Cuando las señas y quejas desde el público claman a gritos «no se oye», cuando el sonido de las guitarras se ahoga antes de nacer por los altavoces y Robin resopla, con el bajo en la mano, de la frustración; Juan Carlos Torrente se arruga por primera vez desde que lo conozco, y agradece al público por estar, en el momento más amargo de la noche.
Para la amargura, que tiene su origen en un equipo de audio agonizante, no hay solución inmediata, o al menos, eso parece. Rentar un equipo cuesta, transportar el equipo cuesta, mover instrumentos cuesta. Hacer metal, en resumen, cuesta.

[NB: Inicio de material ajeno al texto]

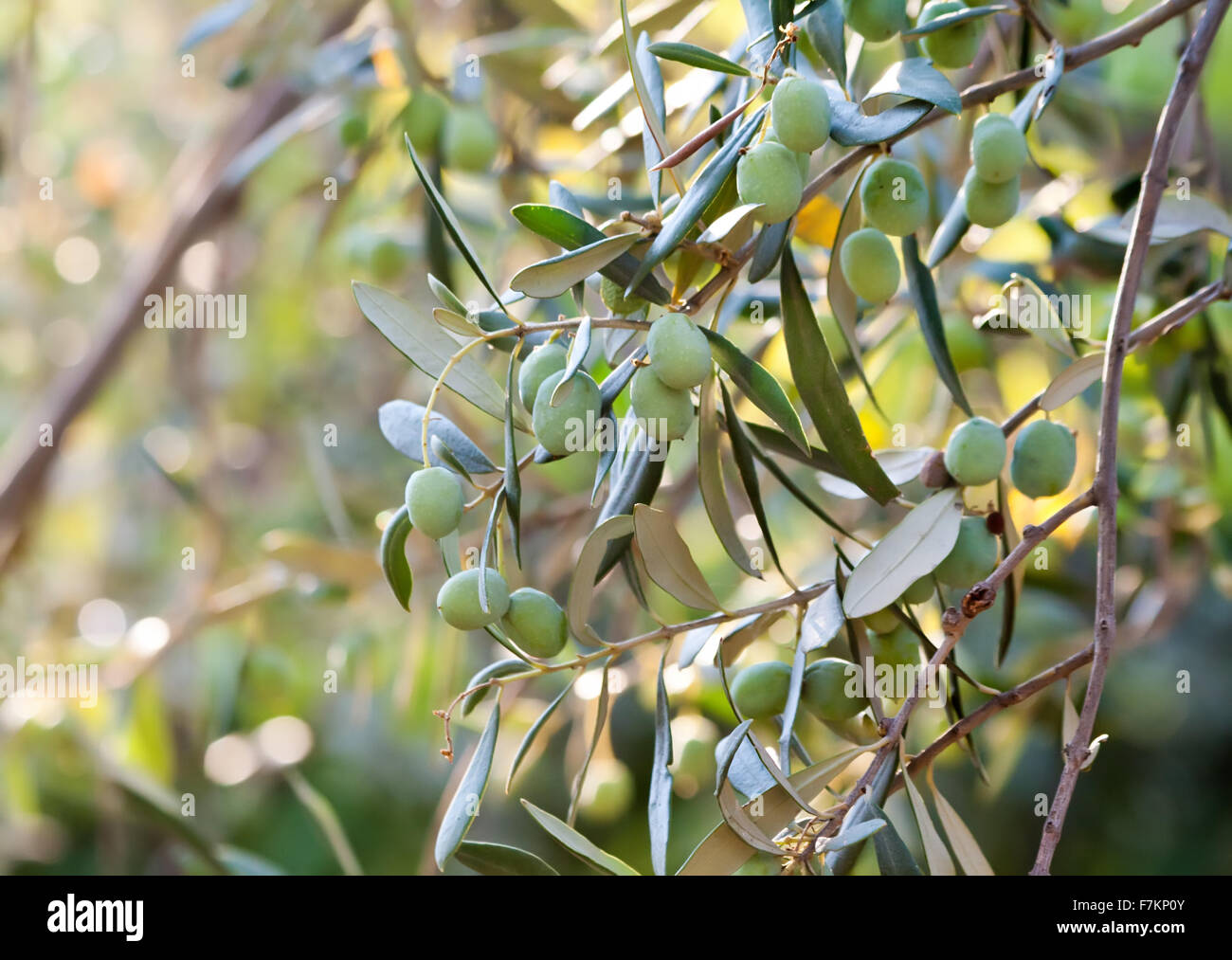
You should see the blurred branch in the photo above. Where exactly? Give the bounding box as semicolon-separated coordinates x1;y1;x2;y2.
0;4;358;571
1031;0;1232;877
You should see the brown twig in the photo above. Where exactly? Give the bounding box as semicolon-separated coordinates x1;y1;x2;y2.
1031;0;1232;877
681;0;1200;316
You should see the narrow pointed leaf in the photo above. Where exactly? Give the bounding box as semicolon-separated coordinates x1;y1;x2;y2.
648;648;673;877
649;42;749;77
625;107;767;293
403;133;500;303
435;704;500;870
842;488;962;619
522;800;638;877
381;504;414;610
902;234;974;417
698;327;808;454
509;233;641;299
780;247;898;504
453;841;559;877
635;504;722;610
505;674;578;793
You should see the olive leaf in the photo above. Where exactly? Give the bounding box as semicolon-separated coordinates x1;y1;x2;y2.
796;0;846;86
623;103;767;296
647;647;673;877
377;396;495;473
718;382;783;573
635;31;668;207
698;327;808;454
406;133;504;309
861;57;962;114
1040;350;1104;411
510;204;672;305
780;246;898;504
521;800;638;877
902;234;974;417
352;281;519;428
381;504;414;611
899;4;1017;40
817;446;936;500
649;42;749;77
453;841;559;877
869;804;923;877
435;704;500;870
842;487;962;619
509;233;641;299
567;661;611;827
898;742;953;877
928;767;993;877
564;514;633;645
635;503;722;610
677;747;870;877
462;658;526;716
698;372;761;579
505;673;579;793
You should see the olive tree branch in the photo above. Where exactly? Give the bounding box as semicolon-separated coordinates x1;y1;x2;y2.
681;0;1200;316
1024;0;1232;877
1002;280;1232;436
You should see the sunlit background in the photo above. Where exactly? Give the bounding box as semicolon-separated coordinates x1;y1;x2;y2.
0;0;1232;874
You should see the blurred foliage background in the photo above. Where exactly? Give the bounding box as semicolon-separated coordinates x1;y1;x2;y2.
0;0;1232;874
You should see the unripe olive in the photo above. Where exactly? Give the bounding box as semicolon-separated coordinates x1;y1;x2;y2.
800;657;869;721
732;661;791;719
531;370;603;457
933;516;997;588
441;107;500;173
407;467;465;540
839;226;900;303
770;77;830;153
970;114;1027;184
735;140;805;223
903;575;933;607
1009;420;1078;498
404;86;448;154
869;624;920;667
860;607;902;633
599;278;645;317
517;344;570;413
500;587;570;660
915;0;980;69
436;567;509;629
645;313;712;389
945;417;1006;487
860;156;928;237
628;368;693;442
842;0;907;44
962;170;1022;226
767;131;812;184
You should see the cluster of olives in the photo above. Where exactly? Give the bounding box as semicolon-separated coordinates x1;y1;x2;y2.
839;156;929;303
962;114;1027;226
842;0;980;69
406;300;712;658
945;417;1078;499
735;74;830;223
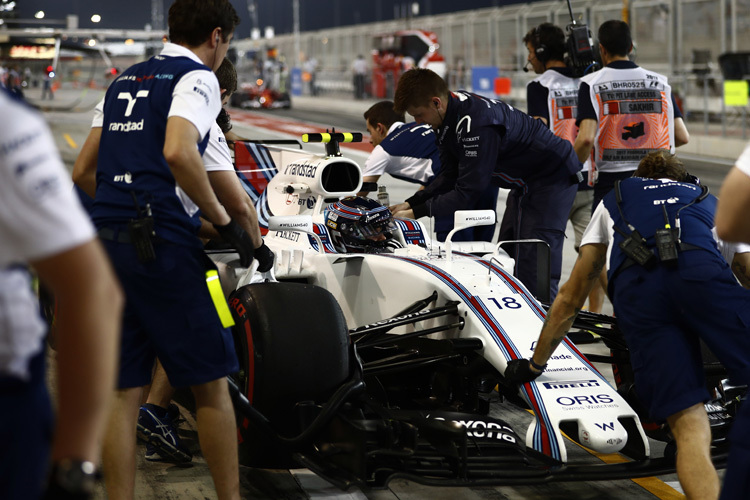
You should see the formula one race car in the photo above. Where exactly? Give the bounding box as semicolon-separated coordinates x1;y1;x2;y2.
230;80;292;109
213;134;743;489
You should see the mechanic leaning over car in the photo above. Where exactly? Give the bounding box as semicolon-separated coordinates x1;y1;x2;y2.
523;23;604;316
505;151;750;499
392;68;581;297
575;20;690;212
70;0;250;499
0;88;124;500
358;101;497;241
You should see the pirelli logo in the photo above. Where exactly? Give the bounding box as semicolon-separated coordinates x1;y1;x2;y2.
604;101;662;115
542;380;599;389
557;106;578;120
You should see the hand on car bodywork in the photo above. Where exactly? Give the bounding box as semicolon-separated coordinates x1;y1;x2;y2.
504;358;542;386
388;203;414;219
214;219;256;267
255;243;275;273
388;203;411;215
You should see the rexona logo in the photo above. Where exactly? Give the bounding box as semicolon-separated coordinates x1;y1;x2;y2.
427;416;516;444
542;380;599;389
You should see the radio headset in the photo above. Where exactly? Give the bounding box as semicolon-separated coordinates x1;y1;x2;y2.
613;181;708;269
564;0;600;78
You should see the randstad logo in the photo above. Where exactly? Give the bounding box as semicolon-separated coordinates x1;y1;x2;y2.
109;120;143;132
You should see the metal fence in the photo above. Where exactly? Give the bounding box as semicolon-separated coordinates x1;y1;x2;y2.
235;0;750;135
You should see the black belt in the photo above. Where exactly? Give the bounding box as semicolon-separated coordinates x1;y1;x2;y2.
98;227;133;244
610;243;704;281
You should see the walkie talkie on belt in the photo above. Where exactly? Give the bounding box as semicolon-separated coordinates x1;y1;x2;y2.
128;191;156;264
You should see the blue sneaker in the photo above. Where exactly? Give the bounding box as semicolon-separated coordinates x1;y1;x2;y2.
137;403;193;464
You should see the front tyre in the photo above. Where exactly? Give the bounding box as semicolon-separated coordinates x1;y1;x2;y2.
229;283;350;468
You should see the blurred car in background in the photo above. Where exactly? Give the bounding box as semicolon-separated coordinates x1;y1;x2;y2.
230;78;292;109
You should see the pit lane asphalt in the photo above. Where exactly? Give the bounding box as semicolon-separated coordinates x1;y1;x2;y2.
41;88;731;500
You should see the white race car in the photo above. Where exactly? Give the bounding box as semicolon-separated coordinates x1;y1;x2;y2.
214;134;732;488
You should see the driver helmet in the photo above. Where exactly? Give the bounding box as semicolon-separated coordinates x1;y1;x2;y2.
325;196;400;253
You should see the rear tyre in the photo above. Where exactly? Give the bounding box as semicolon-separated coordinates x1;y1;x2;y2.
229;283;350;468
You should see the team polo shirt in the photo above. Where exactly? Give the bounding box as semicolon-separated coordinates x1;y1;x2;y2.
362;122;440;186
406;91;581;218
203;120;234;172
581;177;726;292
0;89;94;380
92;43;221;248
576;61;682;172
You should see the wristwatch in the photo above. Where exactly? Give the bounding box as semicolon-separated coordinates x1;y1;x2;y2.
50;458;98;495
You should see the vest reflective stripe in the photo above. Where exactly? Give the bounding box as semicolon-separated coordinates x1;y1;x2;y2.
206;269;234;328
534;69;594;180
581;68;675;172
536;70;579;144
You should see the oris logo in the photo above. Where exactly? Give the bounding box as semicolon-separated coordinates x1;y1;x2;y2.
556;394;614;406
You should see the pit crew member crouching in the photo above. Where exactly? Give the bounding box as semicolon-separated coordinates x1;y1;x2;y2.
505;151;750;499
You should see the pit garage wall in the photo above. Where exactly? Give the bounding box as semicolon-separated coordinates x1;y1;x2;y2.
235;0;750;102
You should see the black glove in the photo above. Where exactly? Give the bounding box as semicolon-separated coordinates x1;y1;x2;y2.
255;242;275;273
214;220;254;267
504;359;542;387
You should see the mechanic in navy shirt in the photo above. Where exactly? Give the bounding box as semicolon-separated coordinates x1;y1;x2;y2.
70;0;244;499
393;68;581;297
505;151;750;499
358;101;497;241
574;20;690;211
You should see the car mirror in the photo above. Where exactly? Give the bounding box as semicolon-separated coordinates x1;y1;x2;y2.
445;210;497;262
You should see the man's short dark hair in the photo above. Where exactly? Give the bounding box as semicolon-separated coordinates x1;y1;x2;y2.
393;68;449;113
633;149;688;182
523;23;566;62
365;101;405;129
216;57;237;97
599;19;633;56
169;0;240;47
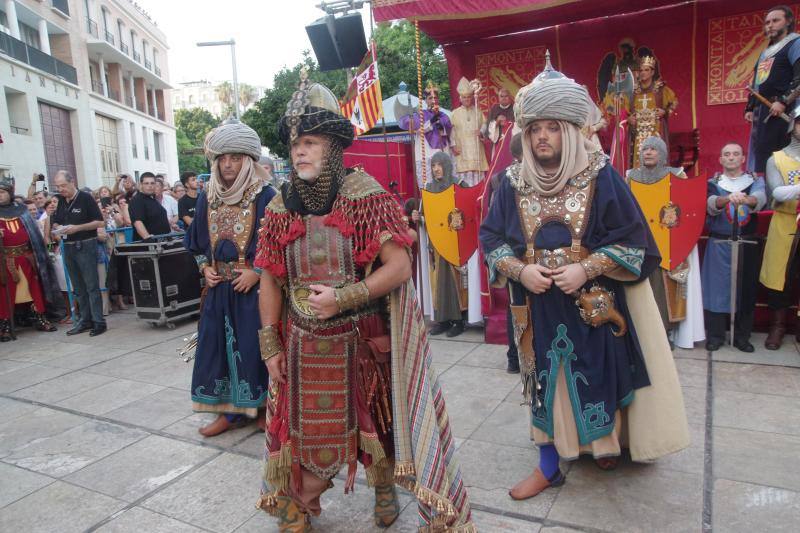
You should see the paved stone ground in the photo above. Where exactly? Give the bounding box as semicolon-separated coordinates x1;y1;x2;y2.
0;312;800;533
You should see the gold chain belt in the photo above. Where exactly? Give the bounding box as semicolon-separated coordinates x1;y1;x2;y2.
529;246;589;268
5;242;33;257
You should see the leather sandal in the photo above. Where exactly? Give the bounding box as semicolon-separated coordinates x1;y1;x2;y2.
594;457;619;471
508;468;567;500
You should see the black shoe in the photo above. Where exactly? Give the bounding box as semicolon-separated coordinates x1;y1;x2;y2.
430;320;451;335
89;325;108;337
733;339;756;353
506;359;519;374
447;320;464;338
706;339;722;352
67;322;93;335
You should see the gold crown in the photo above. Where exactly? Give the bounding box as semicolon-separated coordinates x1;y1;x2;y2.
639;56;657;69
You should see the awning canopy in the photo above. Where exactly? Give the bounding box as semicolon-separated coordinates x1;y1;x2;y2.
373;0;692;44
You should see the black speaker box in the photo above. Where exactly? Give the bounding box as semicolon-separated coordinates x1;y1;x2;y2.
306;13;367;70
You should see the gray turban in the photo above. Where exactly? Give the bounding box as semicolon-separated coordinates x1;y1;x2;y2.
203;120;261;162
514;52;590;129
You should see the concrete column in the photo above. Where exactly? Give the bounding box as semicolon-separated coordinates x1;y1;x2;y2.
97;56;108;98
39;19;50;55
6;0;19;39
128;71;136;109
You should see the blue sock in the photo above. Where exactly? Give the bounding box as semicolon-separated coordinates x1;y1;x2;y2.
539;444;558;479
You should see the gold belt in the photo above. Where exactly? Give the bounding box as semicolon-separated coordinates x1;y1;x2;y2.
533;246;589;268
5;242;33;257
214;261;251;281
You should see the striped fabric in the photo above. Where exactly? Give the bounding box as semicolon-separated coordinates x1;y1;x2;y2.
390;281;477;533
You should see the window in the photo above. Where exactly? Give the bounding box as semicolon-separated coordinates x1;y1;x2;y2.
5;87;31;135
19;22;41;50
131;122;139;159
153;131;164;161
142;126;150;159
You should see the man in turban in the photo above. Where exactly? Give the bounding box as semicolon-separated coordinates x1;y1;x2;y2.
256;72;475;532
0;177;61;342
625;135;705;349
184;120;275;437
480;53;688;500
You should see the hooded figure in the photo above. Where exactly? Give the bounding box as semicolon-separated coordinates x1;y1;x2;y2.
184;120;275;437
0;178;61;342
256;73;475;532
480;50;688;499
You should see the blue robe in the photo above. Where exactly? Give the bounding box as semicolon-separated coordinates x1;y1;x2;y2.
184;185;275;415
700;177;766;313
480;165;660;445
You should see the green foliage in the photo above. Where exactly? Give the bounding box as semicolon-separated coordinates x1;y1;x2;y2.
373;20;450;109
175;107;220;172
239;21;450;158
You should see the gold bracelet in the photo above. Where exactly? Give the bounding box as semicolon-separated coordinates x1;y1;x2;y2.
258;325;283;361
495;256;528;282
581;252;617;279
333;281;369;312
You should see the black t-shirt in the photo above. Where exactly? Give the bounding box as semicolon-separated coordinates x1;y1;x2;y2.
53;191;103;242
178;194;197;222
128;193;172;241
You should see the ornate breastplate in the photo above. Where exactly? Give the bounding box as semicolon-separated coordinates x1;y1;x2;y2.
208;183;263;265
507;152;605;262
286;216;357;327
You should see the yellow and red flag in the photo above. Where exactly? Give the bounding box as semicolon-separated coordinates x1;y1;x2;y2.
341;42;383;136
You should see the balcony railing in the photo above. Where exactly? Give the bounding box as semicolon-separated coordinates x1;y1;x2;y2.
86;17;100;39
52;0;69;15
0;32;78;85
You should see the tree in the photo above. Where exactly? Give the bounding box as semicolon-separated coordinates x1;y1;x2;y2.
372;20;450;109
242;50;347;158
175;107;220;172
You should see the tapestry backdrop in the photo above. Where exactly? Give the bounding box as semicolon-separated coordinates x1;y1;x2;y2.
440;0;800;174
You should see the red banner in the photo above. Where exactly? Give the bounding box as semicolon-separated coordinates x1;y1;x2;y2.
706;4;800;105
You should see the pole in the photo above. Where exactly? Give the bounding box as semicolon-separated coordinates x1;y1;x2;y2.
231;38;239;120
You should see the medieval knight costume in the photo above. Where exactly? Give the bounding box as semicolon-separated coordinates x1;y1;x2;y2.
256;73;475;532
701;170;767;352
626;136;705;349
759;106;800;350
184;121;275;436
745;29;800;173
480;59;688;499
0;178;61;342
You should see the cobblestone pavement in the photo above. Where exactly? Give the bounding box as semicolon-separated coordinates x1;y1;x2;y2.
0;312;800;533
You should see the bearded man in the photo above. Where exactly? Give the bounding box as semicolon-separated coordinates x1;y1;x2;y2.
184;121;275;437
0;177;61;342
744;6;800;172
480;54;688;500
256;72;475;532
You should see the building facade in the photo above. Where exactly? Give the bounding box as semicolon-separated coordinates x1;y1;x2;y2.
0;0;178;194
171;80;266;120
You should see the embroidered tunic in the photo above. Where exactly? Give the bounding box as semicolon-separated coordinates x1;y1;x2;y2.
184;183;275;417
480;157;660;458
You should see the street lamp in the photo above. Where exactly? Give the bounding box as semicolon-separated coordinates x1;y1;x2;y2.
197;39;239;120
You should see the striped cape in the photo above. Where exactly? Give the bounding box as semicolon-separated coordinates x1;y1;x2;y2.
389;280;477;533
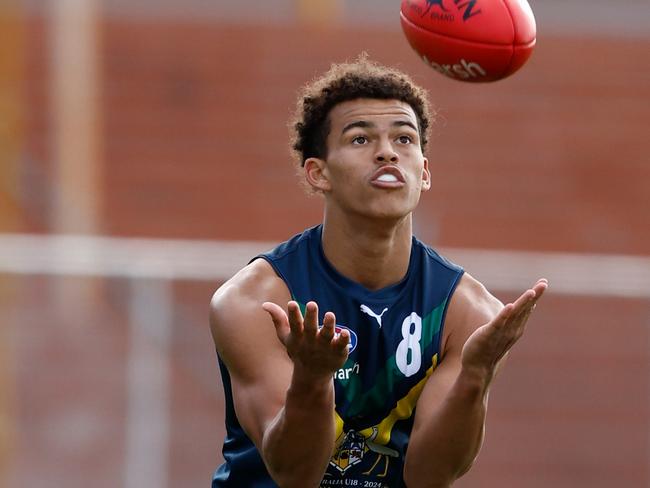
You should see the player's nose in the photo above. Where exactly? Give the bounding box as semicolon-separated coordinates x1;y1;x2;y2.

Y se gana —si se gana— muy poco.
Por eso resulta doloroso y triste que una banda con la trayectoria de Combat Noise haya vivido un episodio como este, y que ocurriera precisamente en un momento en que buena parte de la audiencia ha perdido la fe en el Maxim Rock y en el futuro del metal cubano.
Algunos podrán pensar que la tropa de Juan Carlos debió detener el concierto y bajar del escenario, por respeto al público que los sigue y al nombre que con su obra han creado. Pero parece ser justo por eso, por respeto a los que pagan su entrada, a los que aman el metal y a ellos mismos, que continúan. Combat Noise aprieta los dientes y hace lo que puede con lo que tiene. No hay gloria en la retirada, intentan decir. Mejor, morir con honor… Ya llegará el desquite.